Annual Revenue Franchise Value (millions of dollars) (millions of dollars) 190 363 275 745 191 504 273 822 217 584 205 496 240 659 248 618 280 816 244 695 279 791 226 660 161 299 175 396 267 747
Correlation
Correlation defines a relationship between two independent variables. It tells the degree to which variables move in relation to each other. When two sets of data are related to each other, there is a correlation between them.
Linear Correlation
A correlation is used to determine the relationships between numerical and categorical variables. In other words, it is an indicator of how things are connected to one another. The correlation analysis is the study of how variables are related.
Regression Analysis
Regression analysis is a statistical method in which it estimates the relationship between a dependent variable and one or more independent variable. In simple terms dependent variable is called as outcome variable and independent variable is called as predictors.
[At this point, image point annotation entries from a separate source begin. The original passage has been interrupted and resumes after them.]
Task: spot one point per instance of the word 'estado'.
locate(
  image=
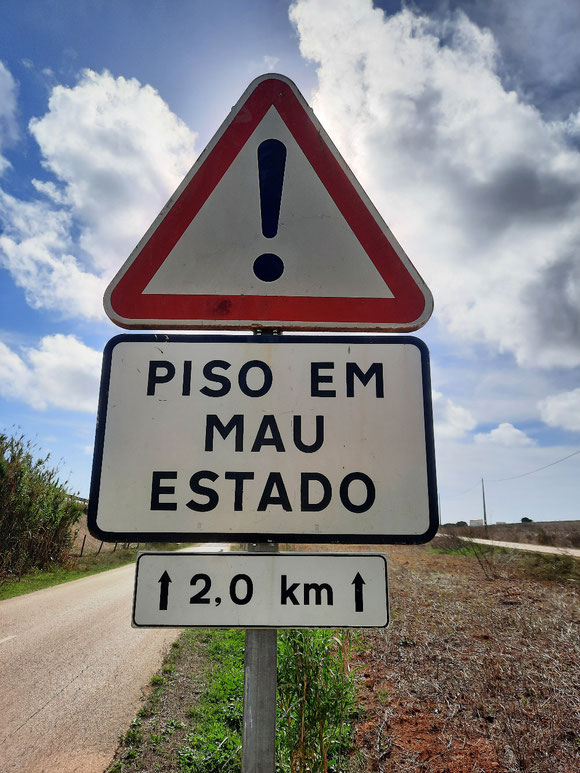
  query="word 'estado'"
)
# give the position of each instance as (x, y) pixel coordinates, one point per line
(356, 491)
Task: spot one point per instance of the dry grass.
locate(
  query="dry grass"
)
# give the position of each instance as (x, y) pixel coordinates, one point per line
(476, 673)
(563, 534)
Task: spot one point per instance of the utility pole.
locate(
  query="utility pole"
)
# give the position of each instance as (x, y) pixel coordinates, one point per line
(484, 510)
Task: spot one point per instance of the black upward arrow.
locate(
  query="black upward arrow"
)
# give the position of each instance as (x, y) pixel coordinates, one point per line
(165, 579)
(358, 582)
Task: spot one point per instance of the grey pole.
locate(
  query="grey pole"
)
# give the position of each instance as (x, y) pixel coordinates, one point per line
(259, 722)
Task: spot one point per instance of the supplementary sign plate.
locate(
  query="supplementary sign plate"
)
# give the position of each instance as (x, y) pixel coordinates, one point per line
(261, 590)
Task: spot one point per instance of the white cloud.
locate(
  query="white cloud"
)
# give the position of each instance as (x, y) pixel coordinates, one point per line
(505, 435)
(562, 410)
(118, 152)
(482, 192)
(8, 124)
(61, 373)
(36, 247)
(115, 153)
(270, 62)
(450, 420)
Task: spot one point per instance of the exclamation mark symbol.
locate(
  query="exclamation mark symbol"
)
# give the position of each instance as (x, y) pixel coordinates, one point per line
(271, 164)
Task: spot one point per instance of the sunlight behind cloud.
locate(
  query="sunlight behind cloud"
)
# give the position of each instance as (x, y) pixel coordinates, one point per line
(505, 435)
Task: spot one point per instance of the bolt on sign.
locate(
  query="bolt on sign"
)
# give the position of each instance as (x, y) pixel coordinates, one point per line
(257, 438)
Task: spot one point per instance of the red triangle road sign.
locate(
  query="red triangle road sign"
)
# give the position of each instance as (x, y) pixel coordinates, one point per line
(270, 228)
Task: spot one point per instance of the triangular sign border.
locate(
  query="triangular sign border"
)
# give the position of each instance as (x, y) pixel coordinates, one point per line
(408, 309)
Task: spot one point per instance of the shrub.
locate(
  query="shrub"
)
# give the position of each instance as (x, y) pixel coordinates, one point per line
(36, 512)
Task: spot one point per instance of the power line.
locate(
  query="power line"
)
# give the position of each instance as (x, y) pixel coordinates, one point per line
(531, 472)
(513, 477)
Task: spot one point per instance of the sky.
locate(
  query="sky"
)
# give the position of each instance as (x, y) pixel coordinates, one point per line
(461, 120)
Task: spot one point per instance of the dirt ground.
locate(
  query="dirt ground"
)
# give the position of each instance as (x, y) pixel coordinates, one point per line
(478, 671)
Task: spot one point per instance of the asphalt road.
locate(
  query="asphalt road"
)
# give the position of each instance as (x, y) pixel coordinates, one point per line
(72, 673)
(525, 546)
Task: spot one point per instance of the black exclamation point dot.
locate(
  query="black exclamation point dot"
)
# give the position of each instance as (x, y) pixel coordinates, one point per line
(271, 164)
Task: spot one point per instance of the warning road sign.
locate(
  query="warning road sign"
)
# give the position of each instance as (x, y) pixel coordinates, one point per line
(269, 228)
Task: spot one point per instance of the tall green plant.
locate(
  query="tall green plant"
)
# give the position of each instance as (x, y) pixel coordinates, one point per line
(316, 699)
(36, 512)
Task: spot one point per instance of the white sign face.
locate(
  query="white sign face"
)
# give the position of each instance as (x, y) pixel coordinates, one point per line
(257, 438)
(261, 590)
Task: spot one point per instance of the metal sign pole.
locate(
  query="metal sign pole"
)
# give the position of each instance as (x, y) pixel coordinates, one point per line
(259, 721)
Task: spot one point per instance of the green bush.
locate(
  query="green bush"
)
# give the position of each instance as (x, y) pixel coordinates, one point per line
(316, 700)
(36, 512)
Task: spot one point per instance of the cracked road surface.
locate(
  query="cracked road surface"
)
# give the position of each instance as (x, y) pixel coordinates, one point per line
(72, 672)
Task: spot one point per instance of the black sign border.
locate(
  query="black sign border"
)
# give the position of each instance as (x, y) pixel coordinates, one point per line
(245, 537)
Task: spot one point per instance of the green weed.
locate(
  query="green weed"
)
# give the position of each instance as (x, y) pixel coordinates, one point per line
(316, 700)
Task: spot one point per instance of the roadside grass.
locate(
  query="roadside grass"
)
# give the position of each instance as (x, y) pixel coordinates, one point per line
(476, 673)
(77, 568)
(192, 720)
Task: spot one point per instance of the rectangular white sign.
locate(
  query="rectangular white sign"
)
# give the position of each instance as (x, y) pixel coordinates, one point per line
(261, 590)
(257, 438)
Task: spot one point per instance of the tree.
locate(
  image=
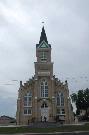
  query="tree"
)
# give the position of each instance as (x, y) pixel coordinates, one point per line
(81, 99)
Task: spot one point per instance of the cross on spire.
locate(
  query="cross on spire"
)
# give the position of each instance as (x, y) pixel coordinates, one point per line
(43, 36)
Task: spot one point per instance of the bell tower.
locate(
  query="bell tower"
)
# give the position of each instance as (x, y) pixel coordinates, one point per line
(43, 66)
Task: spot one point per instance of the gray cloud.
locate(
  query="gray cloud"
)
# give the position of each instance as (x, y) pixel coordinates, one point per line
(67, 28)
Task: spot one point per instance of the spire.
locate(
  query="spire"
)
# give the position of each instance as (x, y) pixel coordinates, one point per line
(43, 36)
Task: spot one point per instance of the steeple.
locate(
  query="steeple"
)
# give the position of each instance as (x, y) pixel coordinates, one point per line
(43, 36)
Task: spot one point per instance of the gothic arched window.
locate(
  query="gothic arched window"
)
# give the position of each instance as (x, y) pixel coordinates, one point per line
(28, 103)
(44, 89)
(60, 99)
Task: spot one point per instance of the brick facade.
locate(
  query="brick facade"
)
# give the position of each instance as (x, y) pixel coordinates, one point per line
(44, 97)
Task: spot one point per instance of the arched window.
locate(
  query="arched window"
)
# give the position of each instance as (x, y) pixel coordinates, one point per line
(60, 99)
(44, 89)
(28, 103)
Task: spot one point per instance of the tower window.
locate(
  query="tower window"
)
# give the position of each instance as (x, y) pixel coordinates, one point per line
(44, 89)
(28, 103)
(60, 99)
(43, 56)
(60, 111)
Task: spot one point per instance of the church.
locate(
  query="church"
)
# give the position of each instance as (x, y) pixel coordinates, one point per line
(43, 98)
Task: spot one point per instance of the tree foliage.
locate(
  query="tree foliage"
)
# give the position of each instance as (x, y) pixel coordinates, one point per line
(81, 99)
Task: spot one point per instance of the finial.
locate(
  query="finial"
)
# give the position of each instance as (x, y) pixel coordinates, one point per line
(43, 24)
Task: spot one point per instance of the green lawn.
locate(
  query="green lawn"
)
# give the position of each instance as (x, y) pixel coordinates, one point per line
(10, 130)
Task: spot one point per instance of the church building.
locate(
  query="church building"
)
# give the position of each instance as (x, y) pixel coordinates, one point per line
(43, 97)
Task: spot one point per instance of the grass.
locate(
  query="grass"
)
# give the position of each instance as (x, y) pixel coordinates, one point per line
(71, 128)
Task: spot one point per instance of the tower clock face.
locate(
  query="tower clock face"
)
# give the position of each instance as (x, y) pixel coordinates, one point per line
(43, 45)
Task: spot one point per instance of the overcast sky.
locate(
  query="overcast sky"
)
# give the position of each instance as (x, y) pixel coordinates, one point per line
(67, 30)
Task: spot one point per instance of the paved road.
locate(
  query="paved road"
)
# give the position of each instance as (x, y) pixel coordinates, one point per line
(74, 133)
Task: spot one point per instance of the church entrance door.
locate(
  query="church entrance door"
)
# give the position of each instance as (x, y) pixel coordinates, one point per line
(44, 112)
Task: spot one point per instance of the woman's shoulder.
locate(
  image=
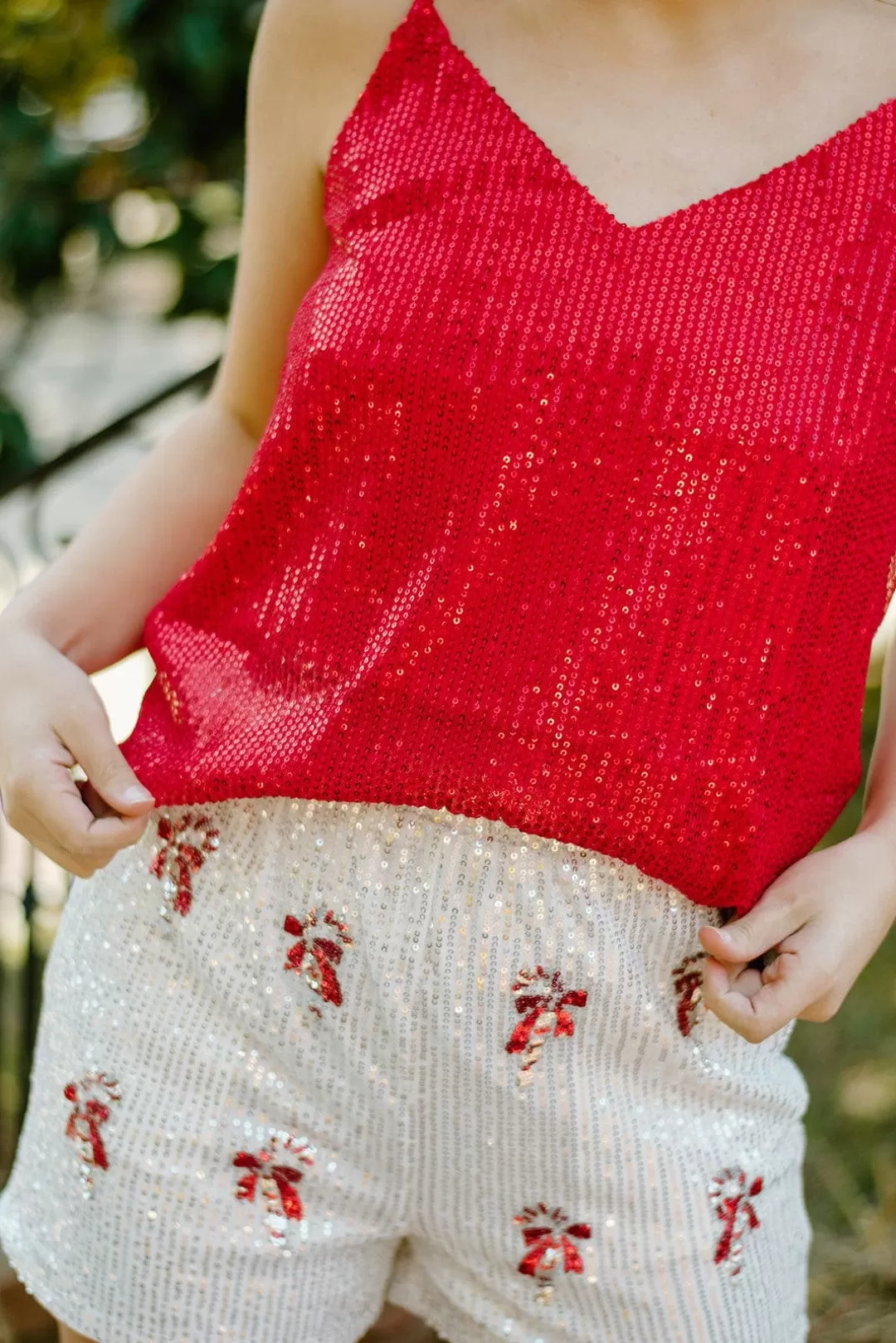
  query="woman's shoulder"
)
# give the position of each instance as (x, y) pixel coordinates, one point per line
(327, 50)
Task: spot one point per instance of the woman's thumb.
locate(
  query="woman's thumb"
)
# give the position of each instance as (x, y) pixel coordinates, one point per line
(108, 771)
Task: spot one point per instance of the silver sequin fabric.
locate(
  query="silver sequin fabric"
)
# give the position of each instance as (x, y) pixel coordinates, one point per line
(296, 1057)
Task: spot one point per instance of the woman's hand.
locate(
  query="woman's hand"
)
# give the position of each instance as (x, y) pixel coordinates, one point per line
(51, 718)
(825, 917)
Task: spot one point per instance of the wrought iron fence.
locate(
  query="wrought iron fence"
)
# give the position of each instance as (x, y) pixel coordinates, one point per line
(35, 525)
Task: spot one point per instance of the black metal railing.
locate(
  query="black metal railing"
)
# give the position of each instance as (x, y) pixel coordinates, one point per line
(32, 888)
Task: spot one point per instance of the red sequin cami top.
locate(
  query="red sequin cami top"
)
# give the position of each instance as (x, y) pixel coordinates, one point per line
(574, 524)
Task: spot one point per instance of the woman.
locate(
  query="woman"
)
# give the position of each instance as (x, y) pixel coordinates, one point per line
(511, 625)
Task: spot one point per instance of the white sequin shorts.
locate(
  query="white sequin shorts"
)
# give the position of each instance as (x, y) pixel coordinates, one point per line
(299, 1057)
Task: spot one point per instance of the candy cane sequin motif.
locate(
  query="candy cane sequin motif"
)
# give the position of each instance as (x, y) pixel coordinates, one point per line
(184, 845)
(277, 1178)
(731, 1198)
(543, 1000)
(547, 1236)
(91, 1099)
(688, 985)
(317, 958)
Regression analysis is one of the methods to find the trends in data. The independent variable used in Regression analysis is named Predictor variable. It offers data of an associated dependent variable regarding a particular outcome.
The value of a sports franchise is directly related to the amount of revenue that a franchise can generate. The data below gives the value and the annual revenue for 15 major sport teams. The results are displayed in the accompanying table, and the regression equation and other values are shown below.
a. Determine the coefficient of determination, r2, and interpret its meaning.